The impact was non-trivial. This team had generated essentially zero upsell revenue over the life of the business. After rollout, an average rep was closing 3–4 add-ons per day on a typical workload of 20–30 calls. The attach rate was high enough that customer care started to show up in revenue dashboards as a meaningful contributor instead of a pure expense line. And because it was powered by the same shared infrastructure we built for SMS, every improvement we made to eligibility, offer choice, or messaging benefited both channels.

Extending the engine to field technicians

The last channel we brought online was the field itself. Roughly half the time, when a technician shows up to spray a home, someone is actually there and talking with them. That’s an incredibly high-intent moment — but historically, Hawx lagged industry peers in technician-driven revenue. Most upsells were reactive: a customer would say, “I’ve been seeing this other pest,” and the tech might respond with, “We could do X for that.” There was no systematic, proactive motion.

Technicians also aren’t salespeople. They’re driving trucks, running tight routes, and trying to stay on schedule. Expecting them to memorize offers, eligibility rules, and value props is unrealistic.

We used the exact same offer-selection engine and content generation we’d already built and surfaced it inside the field app technicians were already using. When a tech pulled up an appointment on their tablet/phone, they would see:

The top recommended add-on for that stop, based on the same eligibility and ranking logic used in SMS and customer care.
A short, technician-friendly script with one or two things to say if the customer was home.

It didn’t turn techs into high-pressure sales reps; it simply removed friction and made it easy to have one thoughtful, relevant conversation when it made sense. And because it all rode on the same underlying orchestration, any improvement in the engine benefitted SMS, customer care, and field operations simultaneously.

Multi-channel impact on revenue & the business model

By the time all three channels — SMS, customer care, and technicians — were live and in early adoption, the combined impact was already meaningful:

SMS was the most mature, with solid, repeatable conversion rates that scaled with volume.
Customer care was mid-rollout, ramping from zero historical revenue to 3–4 add-ons per rep per day.
The field tech experience was just coming online, but techs were starting to adopt the prompts and see success.

Even at that “partially rolled out” stage, the system was generating on the order of $13,000 per day in incremental recurring revenue from existing customers.
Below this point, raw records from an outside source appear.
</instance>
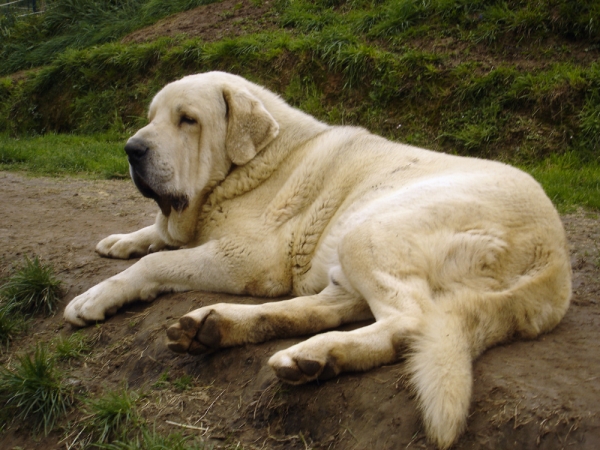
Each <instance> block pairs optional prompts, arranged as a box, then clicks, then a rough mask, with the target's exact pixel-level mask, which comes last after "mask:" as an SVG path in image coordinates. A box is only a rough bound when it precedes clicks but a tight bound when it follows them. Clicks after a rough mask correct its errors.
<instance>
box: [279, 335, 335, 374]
mask: <svg viewBox="0 0 600 450" xmlns="http://www.w3.org/2000/svg"><path fill="white" fill-rule="evenodd" d="M299 345H301V344H299ZM310 353H312V352H310ZM269 366H271V368H272V369H273V370H274V371H275V374H276V375H277V378H279V379H280V380H281V381H284V382H286V383H289V384H303V383H308V382H309V381H313V380H317V379H318V380H328V379H330V378H333V377H335V376H337V375H338V374H339V373H340V368H339V365H338V364H337V362H336V360H335V358H333V357H332V356H331V355H317V354H309V353H306V354H305V352H303V351H302V350H301V348H299V347H298V346H294V347H291V348H289V349H286V350H282V351H280V352H277V353H275V354H274V355H273V356H271V358H270V359H269Z"/></svg>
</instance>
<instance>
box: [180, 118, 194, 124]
mask: <svg viewBox="0 0 600 450" xmlns="http://www.w3.org/2000/svg"><path fill="white" fill-rule="evenodd" d="M184 123H185V124H187V125H196V120H195V119H192V118H191V117H189V116H181V119H179V125H183V124H184Z"/></svg>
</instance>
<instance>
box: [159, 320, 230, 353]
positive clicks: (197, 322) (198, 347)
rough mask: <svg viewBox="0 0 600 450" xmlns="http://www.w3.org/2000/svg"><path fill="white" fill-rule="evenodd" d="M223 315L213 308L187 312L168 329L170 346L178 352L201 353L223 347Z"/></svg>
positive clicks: (177, 352)
mask: <svg viewBox="0 0 600 450" xmlns="http://www.w3.org/2000/svg"><path fill="white" fill-rule="evenodd" d="M222 322H223V321H222V317H221V315H220V314H219V313H218V312H217V311H215V310H214V309H212V308H200V309H197V310H195V311H192V312H191V313H188V314H186V315H185V316H183V317H182V318H181V319H179V322H178V323H176V324H175V325H171V326H170V327H169V328H168V329H167V337H168V338H169V342H168V344H167V345H168V347H169V349H171V350H172V351H174V352H176V353H190V354H192V355H201V354H204V353H208V352H211V351H214V350H217V349H218V348H220V347H221V343H222V332H221V326H222Z"/></svg>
Annualized, that’s roughly $5M of additional revenue on a business doing ~$70–80M per year — purely by increasing attach rate and ARPU, not by adding more door-to-door sales headcount.

This was very intentional. The default mindset in the business was “more new sales”: hire more door-to-door reps, push harder on frontline acquisition. I pushed a different, more operator-y view: in a subscription model, raising average monthly revenue per customer by even $10 is massive. We already had a large, renewing base; the question was how to use technology to unlock more value from those relationships across every touchpoint — outbound SMS, inbound calls, and in-person service.

We layered in simple gamification — leaderboards for reps and technicians, clear goals, visibility into who was driving the most attach — so it wasn’t just an AI system running in the background, but something people could engage with and compete around. What started as an outsourced door-to-door sales–led growth model now had materially meaningful revenue coming from service and support channels that had previously been treated as pure cost centers.

It’s still early, and there’s plenty of runway left, but the orchestration has already started to reshape the business model: multiple channels contributing to growth, higher ARPU on the existing base, and a clearer path to scaling revenue without linearly scaling headcount. That’s the kind of technology-first, operator-style leverage I like building.